哀しみが昇華し、生きるエネルギーに変わる時間。

 

 

 

 

日頃の地面を這っているような近視眼的な視野の世界ではない、
自分が過ごしてきた時間や、
人生全体を俯瞰して見直すような、そんな時間。
命や志のつながりを脈々と実感するような時間。
非日常。

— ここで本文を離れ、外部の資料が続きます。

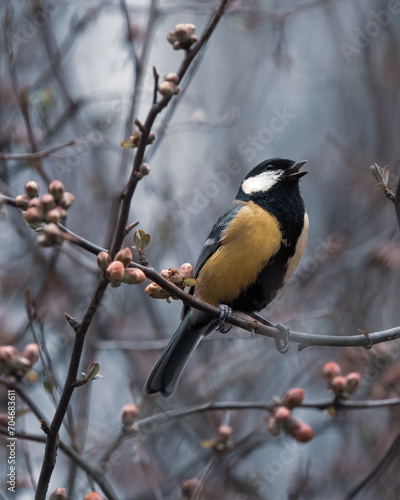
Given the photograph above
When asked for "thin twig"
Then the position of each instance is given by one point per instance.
(381, 466)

異空間。

 

 

 

 

 

 

それを、儀式や祭祀、祭りというものは果たすのだろうな、と思います。
お葬式だけでなく、結婚式、結納の儀、卒業式、入学式…
そんなものも同じく。
土地土地のお祭りも。

 

儀式、祭祀、祭りは人にとって再生の場なのだ、と思います。
再び新たなるエネルギーで生き始めるための大切な時間。
まさに「ヒーローズジャーニー」。

 

旅立って、そして変容して帰ってくる英雄の「小さな旅」なのです。

 

 

 

 

今日は何というわけではないんですが。

 

効率、といったものとは全く別のところで、
人が人として生きるに、とても大切な時間がある、
(わたしたちの心と魂を再生する仕組み、
癒し、再び復活するための仕組みというものが、
わたしたちの伝統風習には、ちゃんと昔から組み込まれているのだなと)

と思ったのでした。

 

 

大切にしたいものだと思います。